The following items can be seen as recommendations in contrast to the rules of previous paragraph.

  • Use #define sparingly.
  • Do not rename the base types of C++ using typedef.
  • When using an overloaded call, always give the exact match. Use explicit casting if necessary.
  • Do not call global functions unqualified, that is, always specify explicitly the namespace where the function is defined.
  • Do not give private types or typedefs a name likely to be used as a public interface by an other class, e.g. prefer Point_3_ to Point_3 (in general, add an underscore as suffix). The reason for this convention is that SFINAE does not extend to access control before C++11 (meaning that the existence of a private type can break overloading for other classes).

Code format

  • Use indentation with at least two spaces extra per level.
  • Write only one statement per line.
  • Use C++-style comments, e.g., // some comment.

File header

Each CGAL source file must start with a heading that allows for an easy identification of the file. The file header contains:

  • a copyright notice, specifying all the years during which the file has been written or modified, as well as the owner(s) (typically the institutions employing the authors) of this work, a pointer to the file containing its text in the CGAL distribution,
  • then, there are 2 keywords, which are automatically expanded at the creation of a new release:
    • $URL$ : canonical path to the file on github,
    • $Id$ : the release version the file is from.
  • Then SPDX license identifier.
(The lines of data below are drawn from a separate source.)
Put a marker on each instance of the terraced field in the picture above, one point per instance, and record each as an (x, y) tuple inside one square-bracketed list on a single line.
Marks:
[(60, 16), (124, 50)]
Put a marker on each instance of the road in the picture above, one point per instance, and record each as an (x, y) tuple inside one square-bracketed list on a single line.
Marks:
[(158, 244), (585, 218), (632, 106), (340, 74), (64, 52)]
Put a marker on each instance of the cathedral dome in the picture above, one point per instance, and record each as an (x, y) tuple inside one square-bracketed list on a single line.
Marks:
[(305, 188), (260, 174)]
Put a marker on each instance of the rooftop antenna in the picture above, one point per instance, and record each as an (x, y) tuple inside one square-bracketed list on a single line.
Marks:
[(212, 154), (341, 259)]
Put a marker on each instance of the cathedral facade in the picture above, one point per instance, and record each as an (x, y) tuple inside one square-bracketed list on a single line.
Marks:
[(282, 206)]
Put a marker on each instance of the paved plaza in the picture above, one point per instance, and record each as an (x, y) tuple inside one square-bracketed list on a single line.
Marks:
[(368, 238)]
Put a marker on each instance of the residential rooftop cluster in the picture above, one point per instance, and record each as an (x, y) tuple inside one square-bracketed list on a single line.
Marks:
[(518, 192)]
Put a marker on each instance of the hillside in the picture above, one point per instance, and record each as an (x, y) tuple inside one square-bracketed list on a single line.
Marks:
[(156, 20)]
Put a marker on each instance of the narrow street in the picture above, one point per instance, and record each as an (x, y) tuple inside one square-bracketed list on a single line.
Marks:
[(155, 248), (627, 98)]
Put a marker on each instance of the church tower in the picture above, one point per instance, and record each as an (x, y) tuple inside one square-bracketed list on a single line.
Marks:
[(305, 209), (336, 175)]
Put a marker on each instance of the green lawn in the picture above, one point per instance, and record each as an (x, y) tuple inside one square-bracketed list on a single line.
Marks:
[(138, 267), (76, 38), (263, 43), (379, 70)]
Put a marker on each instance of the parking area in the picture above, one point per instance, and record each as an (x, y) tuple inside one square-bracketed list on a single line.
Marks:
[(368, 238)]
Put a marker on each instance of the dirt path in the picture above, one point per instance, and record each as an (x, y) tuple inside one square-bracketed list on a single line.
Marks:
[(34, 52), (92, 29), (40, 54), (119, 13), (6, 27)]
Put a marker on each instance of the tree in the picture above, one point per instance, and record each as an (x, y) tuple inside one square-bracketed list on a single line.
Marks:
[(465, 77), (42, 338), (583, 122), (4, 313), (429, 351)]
For GPL-3+ it should be SPDX-License-Identifier: GPL-3.0-or-later OR LicenseRef-Commercial, and SPDX-License-Identifier: LGPL-3.0-or-later OR LicenseRef-Commercial for LGPL-3+.
  • Then the authors of (non-negligible parts of) this file are listed, with optional affiliation or e-mail address.

Note that since CGAL 5.0 the license text is not present in headers anymore, only SPDX tags are present.
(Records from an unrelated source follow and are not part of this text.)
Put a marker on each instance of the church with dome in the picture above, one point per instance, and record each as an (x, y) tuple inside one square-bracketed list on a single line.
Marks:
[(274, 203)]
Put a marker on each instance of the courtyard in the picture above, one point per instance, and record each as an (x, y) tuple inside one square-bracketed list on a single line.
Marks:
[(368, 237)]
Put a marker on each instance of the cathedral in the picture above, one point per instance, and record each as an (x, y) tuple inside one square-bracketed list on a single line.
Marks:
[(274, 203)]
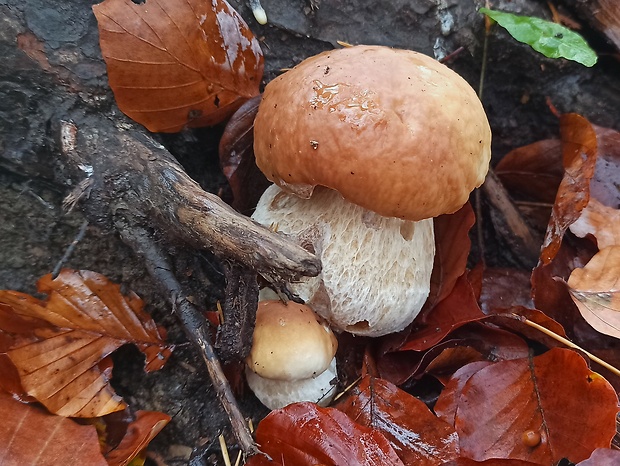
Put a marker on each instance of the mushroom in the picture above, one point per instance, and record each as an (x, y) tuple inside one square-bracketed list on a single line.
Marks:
[(292, 357), (366, 145)]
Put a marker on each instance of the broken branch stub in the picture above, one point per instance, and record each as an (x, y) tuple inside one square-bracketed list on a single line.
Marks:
[(129, 172)]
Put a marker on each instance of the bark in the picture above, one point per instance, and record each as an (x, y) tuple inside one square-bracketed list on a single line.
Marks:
[(61, 133)]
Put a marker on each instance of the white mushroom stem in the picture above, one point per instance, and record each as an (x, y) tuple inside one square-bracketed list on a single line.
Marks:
[(277, 394), (376, 270)]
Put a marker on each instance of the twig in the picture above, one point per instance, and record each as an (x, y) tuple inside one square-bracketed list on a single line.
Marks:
[(568, 343), (65, 257), (193, 322), (521, 240)]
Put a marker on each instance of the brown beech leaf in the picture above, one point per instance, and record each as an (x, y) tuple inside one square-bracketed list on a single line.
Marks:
[(533, 171), (178, 63), (494, 462), (138, 435), (595, 289), (579, 151), (416, 434), (237, 160), (466, 342), (502, 288), (605, 184), (85, 319), (304, 434), (457, 309), (447, 403), (602, 457), (511, 319), (600, 221), (31, 436), (539, 409), (452, 250)]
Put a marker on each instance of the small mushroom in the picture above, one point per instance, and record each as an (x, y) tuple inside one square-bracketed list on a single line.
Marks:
[(292, 357), (399, 139)]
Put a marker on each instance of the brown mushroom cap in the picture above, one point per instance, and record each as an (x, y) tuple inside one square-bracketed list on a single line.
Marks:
[(290, 342), (394, 131)]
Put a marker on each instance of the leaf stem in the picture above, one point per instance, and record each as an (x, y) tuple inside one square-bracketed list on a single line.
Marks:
[(568, 343)]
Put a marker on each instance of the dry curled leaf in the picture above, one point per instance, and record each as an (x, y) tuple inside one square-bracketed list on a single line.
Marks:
[(61, 362), (178, 63), (31, 436), (537, 409), (595, 289)]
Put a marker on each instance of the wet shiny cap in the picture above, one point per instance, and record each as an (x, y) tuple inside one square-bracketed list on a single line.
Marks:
[(290, 342), (394, 131)]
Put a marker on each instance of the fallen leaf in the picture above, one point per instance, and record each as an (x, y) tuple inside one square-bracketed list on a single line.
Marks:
[(416, 434), (304, 434), (605, 184), (494, 462), (595, 289), (31, 436), (85, 319), (533, 172), (540, 409), (452, 246), (601, 222), (457, 309), (139, 433), (237, 159), (447, 403), (504, 288), (602, 457), (178, 63), (579, 151)]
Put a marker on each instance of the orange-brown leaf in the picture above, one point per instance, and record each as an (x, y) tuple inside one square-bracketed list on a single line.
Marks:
[(304, 434), (579, 151), (600, 221), (553, 397), (416, 434), (178, 63), (30, 436), (86, 318), (138, 435), (595, 289)]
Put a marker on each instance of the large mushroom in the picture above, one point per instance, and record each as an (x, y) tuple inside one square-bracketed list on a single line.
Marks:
[(365, 146)]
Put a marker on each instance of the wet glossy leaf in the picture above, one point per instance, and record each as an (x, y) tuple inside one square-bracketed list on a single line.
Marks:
[(178, 63), (31, 436), (602, 457), (579, 151), (595, 289), (533, 171), (237, 160), (85, 319), (551, 39), (304, 434), (457, 309), (493, 462), (605, 184), (540, 410), (599, 221), (503, 288), (416, 434), (452, 245)]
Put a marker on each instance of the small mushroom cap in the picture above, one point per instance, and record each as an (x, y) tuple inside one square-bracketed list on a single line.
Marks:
[(290, 342), (394, 131)]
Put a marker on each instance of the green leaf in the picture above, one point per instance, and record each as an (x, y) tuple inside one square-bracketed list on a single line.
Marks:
[(550, 39)]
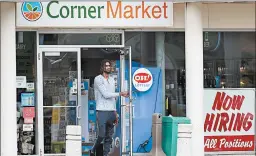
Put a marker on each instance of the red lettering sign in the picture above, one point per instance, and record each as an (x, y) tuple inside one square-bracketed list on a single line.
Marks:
[(229, 121)]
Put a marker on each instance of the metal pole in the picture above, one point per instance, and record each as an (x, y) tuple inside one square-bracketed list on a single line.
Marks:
[(130, 102), (122, 81)]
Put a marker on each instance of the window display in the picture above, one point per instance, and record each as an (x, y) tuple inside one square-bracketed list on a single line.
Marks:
[(25, 84)]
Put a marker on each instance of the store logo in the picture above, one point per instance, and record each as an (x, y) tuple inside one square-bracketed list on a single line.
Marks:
[(142, 79), (32, 11)]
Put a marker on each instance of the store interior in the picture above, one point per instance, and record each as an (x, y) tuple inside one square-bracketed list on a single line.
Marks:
[(229, 62)]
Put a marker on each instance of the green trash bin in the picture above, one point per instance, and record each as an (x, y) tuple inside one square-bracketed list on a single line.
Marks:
[(170, 133)]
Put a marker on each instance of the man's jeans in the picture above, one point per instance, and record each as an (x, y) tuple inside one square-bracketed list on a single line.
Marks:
[(105, 121)]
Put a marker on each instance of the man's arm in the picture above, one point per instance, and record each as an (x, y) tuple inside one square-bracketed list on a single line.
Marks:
[(103, 90)]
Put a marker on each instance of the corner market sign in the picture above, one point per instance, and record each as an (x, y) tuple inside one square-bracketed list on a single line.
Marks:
[(112, 14)]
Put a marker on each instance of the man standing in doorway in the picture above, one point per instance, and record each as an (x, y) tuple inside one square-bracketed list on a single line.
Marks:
[(105, 96)]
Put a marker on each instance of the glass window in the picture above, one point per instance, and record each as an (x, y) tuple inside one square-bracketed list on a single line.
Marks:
[(26, 78), (175, 73), (229, 60), (81, 39), (146, 53)]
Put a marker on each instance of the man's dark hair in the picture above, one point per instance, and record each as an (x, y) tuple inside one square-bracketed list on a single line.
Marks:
[(102, 65)]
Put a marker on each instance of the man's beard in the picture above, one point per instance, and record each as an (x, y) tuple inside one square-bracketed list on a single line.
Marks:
[(107, 72)]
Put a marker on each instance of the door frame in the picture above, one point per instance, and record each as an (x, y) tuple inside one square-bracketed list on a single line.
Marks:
[(77, 49), (40, 120)]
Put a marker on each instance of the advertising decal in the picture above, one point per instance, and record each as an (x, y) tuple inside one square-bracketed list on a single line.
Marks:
[(95, 14), (229, 120)]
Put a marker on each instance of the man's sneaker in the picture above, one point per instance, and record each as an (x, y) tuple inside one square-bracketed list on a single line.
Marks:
[(91, 153)]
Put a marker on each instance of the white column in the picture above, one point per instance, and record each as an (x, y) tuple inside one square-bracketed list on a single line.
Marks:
[(194, 74), (160, 60), (8, 80)]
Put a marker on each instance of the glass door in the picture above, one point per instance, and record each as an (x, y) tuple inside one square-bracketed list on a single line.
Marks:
[(59, 73)]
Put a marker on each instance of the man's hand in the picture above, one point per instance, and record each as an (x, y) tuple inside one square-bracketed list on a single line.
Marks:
[(124, 94)]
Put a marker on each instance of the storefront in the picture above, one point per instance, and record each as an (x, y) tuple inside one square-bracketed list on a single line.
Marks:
[(159, 55)]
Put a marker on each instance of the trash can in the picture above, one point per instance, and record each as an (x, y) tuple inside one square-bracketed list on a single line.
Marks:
[(170, 133)]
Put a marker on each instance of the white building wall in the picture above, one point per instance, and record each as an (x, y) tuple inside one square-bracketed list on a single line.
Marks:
[(220, 16), (8, 80)]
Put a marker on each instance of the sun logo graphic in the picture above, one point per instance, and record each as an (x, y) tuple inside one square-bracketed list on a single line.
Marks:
[(32, 11)]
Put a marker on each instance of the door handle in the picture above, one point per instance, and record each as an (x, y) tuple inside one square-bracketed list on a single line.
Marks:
[(78, 112)]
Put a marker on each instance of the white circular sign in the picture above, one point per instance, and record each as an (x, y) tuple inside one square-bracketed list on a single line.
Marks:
[(142, 79)]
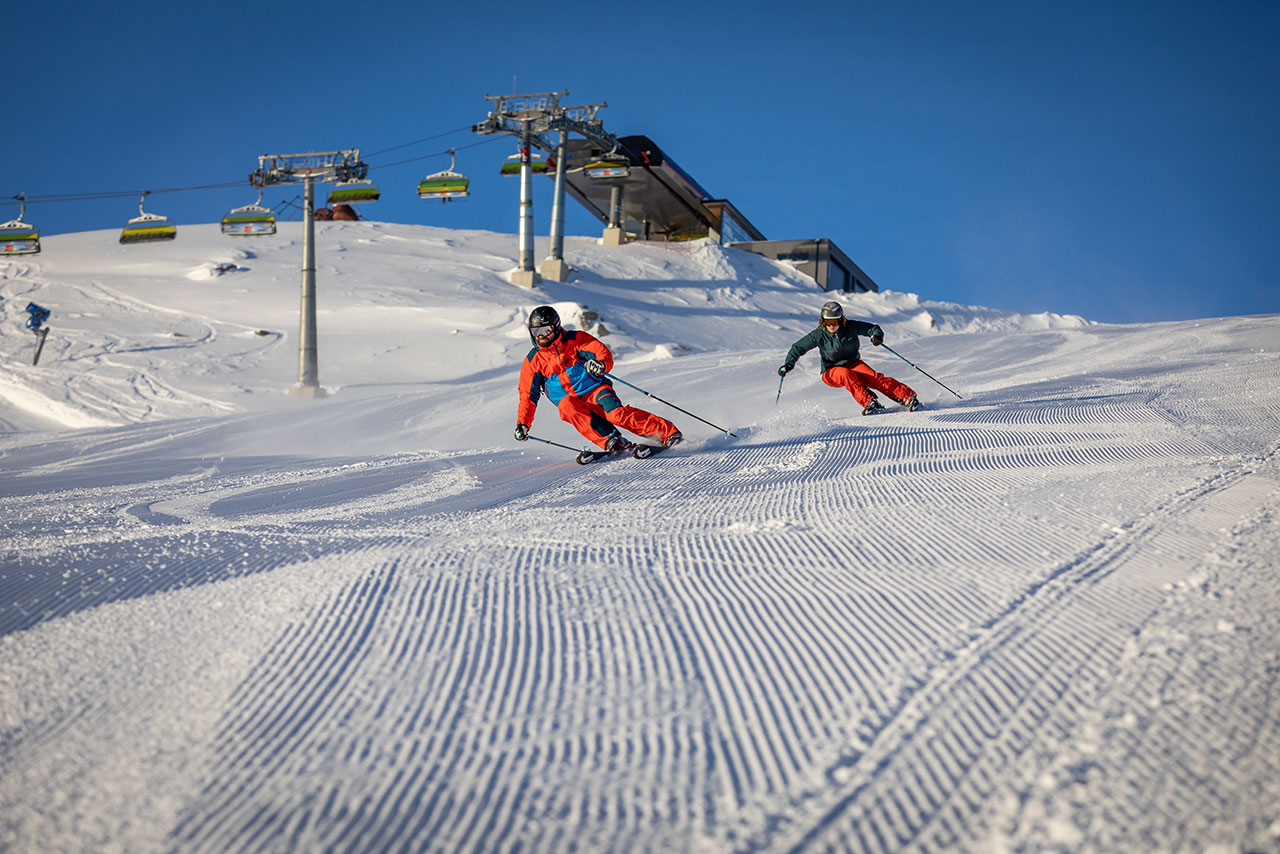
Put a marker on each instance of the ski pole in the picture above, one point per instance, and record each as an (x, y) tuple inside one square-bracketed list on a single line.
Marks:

For example and demo programs, the inclusion of the copyright notice is not necessary as this will get in the way if the program is included in the documentation. However, these files should always contain the name of the file relative to the CGAL_HOME directory (e.g., examples/Convex_hull_3/convex_hull_3.cpp) so the file can be located when seen out of context (e.g., in the documentation or from the demos web page).
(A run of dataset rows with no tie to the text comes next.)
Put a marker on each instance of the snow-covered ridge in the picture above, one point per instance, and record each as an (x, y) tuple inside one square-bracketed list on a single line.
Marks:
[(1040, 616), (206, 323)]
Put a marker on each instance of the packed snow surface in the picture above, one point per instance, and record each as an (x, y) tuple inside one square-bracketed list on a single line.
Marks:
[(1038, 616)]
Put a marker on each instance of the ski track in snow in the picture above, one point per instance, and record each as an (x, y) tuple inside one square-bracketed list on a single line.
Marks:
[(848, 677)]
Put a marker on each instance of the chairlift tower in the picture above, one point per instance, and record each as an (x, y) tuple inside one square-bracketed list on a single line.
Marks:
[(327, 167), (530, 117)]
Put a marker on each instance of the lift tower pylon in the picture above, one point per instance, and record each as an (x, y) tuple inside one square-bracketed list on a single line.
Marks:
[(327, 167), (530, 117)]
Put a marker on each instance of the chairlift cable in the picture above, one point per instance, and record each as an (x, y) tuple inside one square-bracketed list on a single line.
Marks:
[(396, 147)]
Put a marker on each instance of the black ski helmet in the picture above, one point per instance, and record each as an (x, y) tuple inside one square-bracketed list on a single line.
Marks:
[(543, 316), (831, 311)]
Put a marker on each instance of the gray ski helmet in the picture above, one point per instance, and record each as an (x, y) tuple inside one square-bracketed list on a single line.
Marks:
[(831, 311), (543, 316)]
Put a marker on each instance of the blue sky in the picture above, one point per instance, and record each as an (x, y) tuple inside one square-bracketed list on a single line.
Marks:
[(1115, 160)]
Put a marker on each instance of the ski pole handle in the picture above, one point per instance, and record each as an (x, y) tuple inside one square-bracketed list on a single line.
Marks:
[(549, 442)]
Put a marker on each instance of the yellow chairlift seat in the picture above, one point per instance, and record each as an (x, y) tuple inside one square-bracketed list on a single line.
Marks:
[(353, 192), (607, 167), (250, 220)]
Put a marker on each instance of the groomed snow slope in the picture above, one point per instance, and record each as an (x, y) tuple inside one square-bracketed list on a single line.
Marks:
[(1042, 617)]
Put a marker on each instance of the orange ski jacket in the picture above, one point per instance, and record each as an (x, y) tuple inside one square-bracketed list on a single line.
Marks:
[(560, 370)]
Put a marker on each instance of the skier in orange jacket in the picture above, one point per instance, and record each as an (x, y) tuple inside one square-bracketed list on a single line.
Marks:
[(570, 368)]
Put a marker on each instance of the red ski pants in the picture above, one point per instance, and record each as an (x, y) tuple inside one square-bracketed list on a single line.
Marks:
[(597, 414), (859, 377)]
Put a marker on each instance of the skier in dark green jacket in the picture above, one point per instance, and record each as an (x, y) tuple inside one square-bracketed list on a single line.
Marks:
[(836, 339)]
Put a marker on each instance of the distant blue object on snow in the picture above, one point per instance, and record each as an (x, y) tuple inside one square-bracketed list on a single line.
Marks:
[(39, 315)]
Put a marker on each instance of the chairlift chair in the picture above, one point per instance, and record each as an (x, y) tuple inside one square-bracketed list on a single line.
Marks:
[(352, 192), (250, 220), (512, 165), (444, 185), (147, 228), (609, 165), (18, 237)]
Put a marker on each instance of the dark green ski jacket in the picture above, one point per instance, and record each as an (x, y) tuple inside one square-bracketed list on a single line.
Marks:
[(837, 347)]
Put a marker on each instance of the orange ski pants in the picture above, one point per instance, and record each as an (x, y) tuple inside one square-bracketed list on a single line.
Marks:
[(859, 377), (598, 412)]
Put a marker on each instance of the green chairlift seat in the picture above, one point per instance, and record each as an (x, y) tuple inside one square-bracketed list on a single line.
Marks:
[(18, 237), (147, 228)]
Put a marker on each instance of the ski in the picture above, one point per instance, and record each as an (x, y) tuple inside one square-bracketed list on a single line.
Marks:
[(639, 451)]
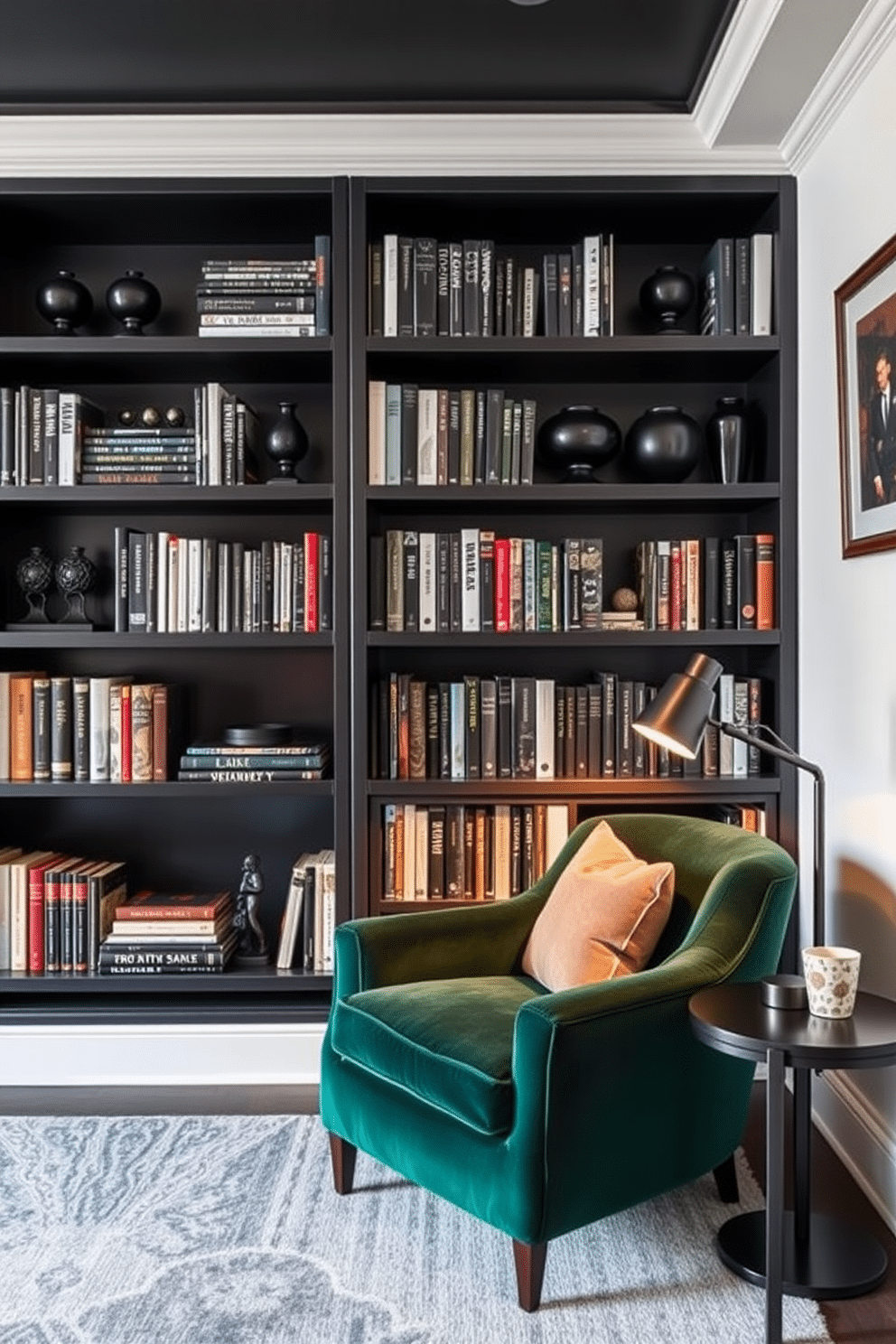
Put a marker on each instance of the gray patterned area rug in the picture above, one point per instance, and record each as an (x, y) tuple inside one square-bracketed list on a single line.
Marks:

For the test-suite and the documentation source, these are not distributed at the moment, so there is no policy for now.

GPL version

Here follows what this gives for a file under the GPL :

// Copyright (c) 1999,2000,2001,2002 INRIA Sophia-Antipolis (France).
// All rights reserved.
// This file is part of CGAL (
// $URL$
// $Id$
// SPDX-License-Identifier: GPL-3.0-or-later OR LicenseRef-Commercial
// Author(s) : Monique Teillaud <>
// Sylvain Pion

LGPL version

Here follows what this gives for a file under the LGPL :

// Copyright (c) 2000,2001,2002,2003 Utrecht University (The Netherlands),
// ETH Zurich (Switzerland),
// INRIA Sophia-Antipolis (France),
// Max-Planck-Institute Saarbruecken (Germany),
// and Tel-Aviv University (Israel). All rights reserved.
// This file is part of CGAL (
// $URL$
// $Id$
// SPDX-License-Identifier: LGPL-3.0-or-later OR LicenseRef-Commercial
// Author(s) : Herve Bronnimann, Sylvain Pion

Requirements and recommendations


  • Follow the naming schemes outlined above.
  • Provide typedefs of template arguments as necessary to make the template parameters accessible elsewhere.
  • Label member function and parameters with const where appropriate
  • Use C++-style type casts.
  • Protect header files from multiple inclusions.
  • Obey the code format rules outlined above.
  • Provide a header for each submitted file in the proper format.